López doesn’t as yet provide specific idiolects to reflect and evoke the different characters, but Act Two does contain some attractive solo numbers turning the spotlight on their aspirations. Along with Bridges, the most compelling singing came from two excellent Juilliard-trained baritones, Jeongcheol Cha and Takaoki Onishi, as, respectively, a Japanese billionaire suitor of Roxane and a priest. As Cesar, Anthony Roth Costanzo — a highly skilled actor — unfurled his lovely countertenor gracefully. With excellent Spanish and unfailing dramatic resourcefulness, William Burden sang the Vice President fluently — but his music boasted little interest. Jacques Imbrailo showed artistry if a rather ordinary baritone as a neurotic Swiss Red Cross agent. With revisions, “Bel Canto” should be heard again.

January 8 at the Philharmonic brought on a rather disappointing concert under Alan Gilbert. The music director fared best with Sibelius’ tone poem “En saga.” His readings on the two great Richards, Wagner and Strauss, proved prosaic and less than sensitive to the needs of his singers, bass-baritone Eric Owens and soprano Heidi Melton. Melton has a gorgeous lower and middle voice but on this occasion was hard pressed on top notes, scarily so in “C├Ącilie,” which should be prime turf for a Strauss soprano. Her Brünnhilde in the “Walkûre” final scene held vocal promise and feeling but needed greater verbal urgency.

Owens’ artistry is more developed in terms of line and text, but he seemed uncomfortable physically and was only in medium form — generous with dynamic variety but somewhat dry of timbre. Still, one looks forward to his role debut as Wotan, starting next season with Chicago’s “Rheingold.”

David T. Little and Royce Vavrek’s intense “Dog Days,” premièred in Montclair in 2012, finally made it to Manhattan in a short run at NYU’s Skirball Center. Seen January 11, the final night, the show as produced by Robert Woodruff and starring its original cast packed a huge punch, not just for the post-apocalyptic story but for the creative blend of compositional techniques — including some might scary white noise effects.

Vavrek’s libretto — embroidering on Judy Budnitz’s short story — begins with a grizzled patriarch roaring, “Get me my rifle” and seemed an apt, credible subject for the paranoid era of Cliven and Ammon Bundy. Disconnectedness, fear, and murderous hunger fuel the narrative of one “typical’ American farm family. Though well written, several key scenes — like the heartbreaking “mirror scene” of Lisa, the pre-teen protagonist — go on just a bit too long. The one element I found disappointing in relation to Budnitz was Lisa’s interaction with the doomed “dog man,” ably played by performance artist John Kelly: it didn’t add up to much emotionally. The Grand Guignol, ritualistic tragic ending proved mesmerizing.

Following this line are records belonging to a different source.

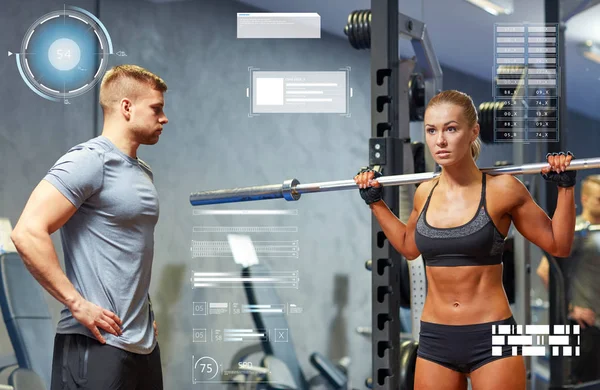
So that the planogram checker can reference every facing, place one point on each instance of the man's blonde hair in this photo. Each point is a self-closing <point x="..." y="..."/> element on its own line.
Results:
<point x="127" y="81"/>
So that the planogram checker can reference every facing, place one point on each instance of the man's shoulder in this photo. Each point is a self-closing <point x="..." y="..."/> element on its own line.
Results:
<point x="144" y="165"/>
<point x="94" y="146"/>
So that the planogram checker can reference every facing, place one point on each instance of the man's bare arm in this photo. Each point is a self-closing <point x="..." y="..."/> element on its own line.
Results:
<point x="46" y="211"/>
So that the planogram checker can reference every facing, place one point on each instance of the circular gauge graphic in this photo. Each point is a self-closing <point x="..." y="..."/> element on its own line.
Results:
<point x="64" y="54"/>
<point x="205" y="369"/>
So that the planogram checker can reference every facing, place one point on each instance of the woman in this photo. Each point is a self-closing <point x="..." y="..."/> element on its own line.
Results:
<point x="458" y="224"/>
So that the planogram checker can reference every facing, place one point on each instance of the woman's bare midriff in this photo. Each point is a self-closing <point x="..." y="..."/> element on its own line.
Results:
<point x="465" y="295"/>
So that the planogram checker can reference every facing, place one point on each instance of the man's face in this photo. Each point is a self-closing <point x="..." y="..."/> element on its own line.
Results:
<point x="148" y="117"/>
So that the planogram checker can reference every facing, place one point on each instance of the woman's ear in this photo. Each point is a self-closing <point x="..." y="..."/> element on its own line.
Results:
<point x="476" y="130"/>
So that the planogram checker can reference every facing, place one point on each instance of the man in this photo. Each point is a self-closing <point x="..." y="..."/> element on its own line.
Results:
<point x="583" y="274"/>
<point x="102" y="197"/>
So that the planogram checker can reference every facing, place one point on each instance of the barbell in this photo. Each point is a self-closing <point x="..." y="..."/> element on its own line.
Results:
<point x="291" y="190"/>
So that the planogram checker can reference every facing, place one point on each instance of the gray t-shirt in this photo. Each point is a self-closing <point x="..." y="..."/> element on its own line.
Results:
<point x="108" y="243"/>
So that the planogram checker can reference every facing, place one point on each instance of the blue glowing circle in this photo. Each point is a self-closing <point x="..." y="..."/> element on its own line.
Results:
<point x="64" y="54"/>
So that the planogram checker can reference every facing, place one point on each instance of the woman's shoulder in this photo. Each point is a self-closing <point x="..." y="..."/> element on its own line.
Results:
<point x="423" y="191"/>
<point x="505" y="186"/>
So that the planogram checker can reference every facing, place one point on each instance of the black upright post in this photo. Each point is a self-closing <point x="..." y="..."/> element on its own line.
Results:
<point x="559" y="367"/>
<point x="386" y="152"/>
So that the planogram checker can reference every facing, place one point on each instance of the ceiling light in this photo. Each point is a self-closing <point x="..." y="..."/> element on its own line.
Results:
<point x="495" y="7"/>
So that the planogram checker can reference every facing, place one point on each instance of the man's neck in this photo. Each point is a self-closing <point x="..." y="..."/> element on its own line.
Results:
<point x="121" y="141"/>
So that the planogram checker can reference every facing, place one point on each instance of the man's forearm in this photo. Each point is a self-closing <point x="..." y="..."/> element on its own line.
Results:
<point x="38" y="254"/>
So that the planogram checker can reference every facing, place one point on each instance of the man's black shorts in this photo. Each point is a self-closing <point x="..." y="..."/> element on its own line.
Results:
<point x="80" y="362"/>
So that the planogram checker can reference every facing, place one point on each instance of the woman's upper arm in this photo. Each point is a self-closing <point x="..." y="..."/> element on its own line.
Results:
<point x="528" y="217"/>
<point x="412" y="252"/>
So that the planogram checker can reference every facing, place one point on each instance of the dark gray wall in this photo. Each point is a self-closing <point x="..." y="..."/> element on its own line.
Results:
<point x="34" y="131"/>
<point x="211" y="143"/>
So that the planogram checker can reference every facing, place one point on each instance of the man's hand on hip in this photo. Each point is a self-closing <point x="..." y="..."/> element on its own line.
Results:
<point x="95" y="317"/>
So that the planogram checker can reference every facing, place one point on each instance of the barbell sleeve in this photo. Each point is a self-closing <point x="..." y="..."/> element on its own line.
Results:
<point x="291" y="190"/>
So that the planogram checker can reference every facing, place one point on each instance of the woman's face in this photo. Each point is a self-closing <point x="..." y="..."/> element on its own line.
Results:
<point x="447" y="134"/>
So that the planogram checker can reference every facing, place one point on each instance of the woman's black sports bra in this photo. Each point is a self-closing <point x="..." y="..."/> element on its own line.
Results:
<point x="478" y="242"/>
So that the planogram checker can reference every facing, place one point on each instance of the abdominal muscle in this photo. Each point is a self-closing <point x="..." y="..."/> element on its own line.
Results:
<point x="465" y="295"/>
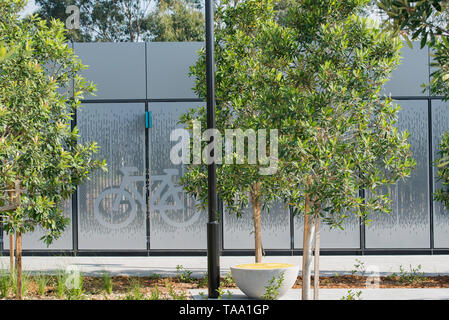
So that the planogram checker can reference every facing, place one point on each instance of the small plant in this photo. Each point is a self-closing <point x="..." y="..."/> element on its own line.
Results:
<point x="202" y="282"/>
<point x="60" y="288"/>
<point x="76" y="292"/>
<point x="415" y="275"/>
<point x="220" y="293"/>
<point x="107" y="283"/>
<point x="42" y="281"/>
<point x="6" y="283"/>
<point x="184" y="275"/>
<point x="272" y="289"/>
<point x="174" y="295"/>
<point x="134" y="292"/>
<point x="155" y="294"/>
<point x="25" y="283"/>
<point x="359" y="267"/>
<point x="228" y="280"/>
<point x="352" y="295"/>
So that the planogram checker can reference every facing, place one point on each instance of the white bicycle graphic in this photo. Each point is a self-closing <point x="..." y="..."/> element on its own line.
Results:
<point x="117" y="207"/>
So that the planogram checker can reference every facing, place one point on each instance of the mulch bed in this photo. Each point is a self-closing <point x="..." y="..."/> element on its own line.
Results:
<point x="175" y="288"/>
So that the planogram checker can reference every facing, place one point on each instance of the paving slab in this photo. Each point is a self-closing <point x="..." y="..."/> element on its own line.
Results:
<point x="431" y="265"/>
<point x="338" y="294"/>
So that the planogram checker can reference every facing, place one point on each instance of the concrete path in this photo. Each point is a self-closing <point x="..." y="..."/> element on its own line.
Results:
<point x="329" y="265"/>
<point x="337" y="294"/>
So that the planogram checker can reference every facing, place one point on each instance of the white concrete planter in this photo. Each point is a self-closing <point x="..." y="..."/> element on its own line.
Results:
<point x="253" y="279"/>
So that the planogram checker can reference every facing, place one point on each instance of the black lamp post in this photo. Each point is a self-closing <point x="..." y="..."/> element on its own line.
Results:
<point x="213" y="257"/>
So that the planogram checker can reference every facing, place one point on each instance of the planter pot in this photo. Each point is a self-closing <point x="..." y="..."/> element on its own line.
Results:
<point x="253" y="279"/>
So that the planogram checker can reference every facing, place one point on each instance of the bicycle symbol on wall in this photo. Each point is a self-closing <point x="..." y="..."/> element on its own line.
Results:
<point x="117" y="207"/>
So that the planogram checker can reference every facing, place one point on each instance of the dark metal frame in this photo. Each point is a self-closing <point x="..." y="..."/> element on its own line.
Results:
<point x="362" y="250"/>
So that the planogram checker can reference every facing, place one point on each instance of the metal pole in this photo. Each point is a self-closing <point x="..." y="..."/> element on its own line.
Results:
<point x="213" y="255"/>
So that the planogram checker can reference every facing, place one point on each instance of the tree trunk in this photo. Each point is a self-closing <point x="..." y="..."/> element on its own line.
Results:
<point x="19" y="264"/>
<point x="256" y="204"/>
<point x="309" y="230"/>
<point x="316" y="256"/>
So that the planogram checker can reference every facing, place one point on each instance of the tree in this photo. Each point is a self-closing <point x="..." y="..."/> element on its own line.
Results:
<point x="130" y="20"/>
<point x="241" y="178"/>
<point x="338" y="133"/>
<point x="177" y="20"/>
<point x="104" y="20"/>
<point x="428" y="21"/>
<point x="39" y="152"/>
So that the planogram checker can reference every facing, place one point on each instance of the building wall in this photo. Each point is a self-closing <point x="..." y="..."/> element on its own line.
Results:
<point x="136" y="78"/>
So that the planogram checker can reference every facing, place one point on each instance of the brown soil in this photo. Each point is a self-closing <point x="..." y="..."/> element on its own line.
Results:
<point x="124" y="287"/>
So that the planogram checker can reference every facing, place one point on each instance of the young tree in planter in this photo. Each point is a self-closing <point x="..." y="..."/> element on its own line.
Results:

Alan Pierson presided authoritatively over diverse musical forces, and the show was expertly engineered. Lauren Worsham, bridging music theater and classical singing, worked wonders as Lisa. Marnie Breckinridge’s pure soprano illuminated the Mother’s sad role. As the louche, Tennessee Williams-worthy brothers, tenors Peter Tantsits and Michael Marcotte had a field day, though Marcotte had some pitch issues. James Bobick’s Father, though unstinting dramatically, too often just roared incomprehensibly. But “Dog Days” felt like a genuine event.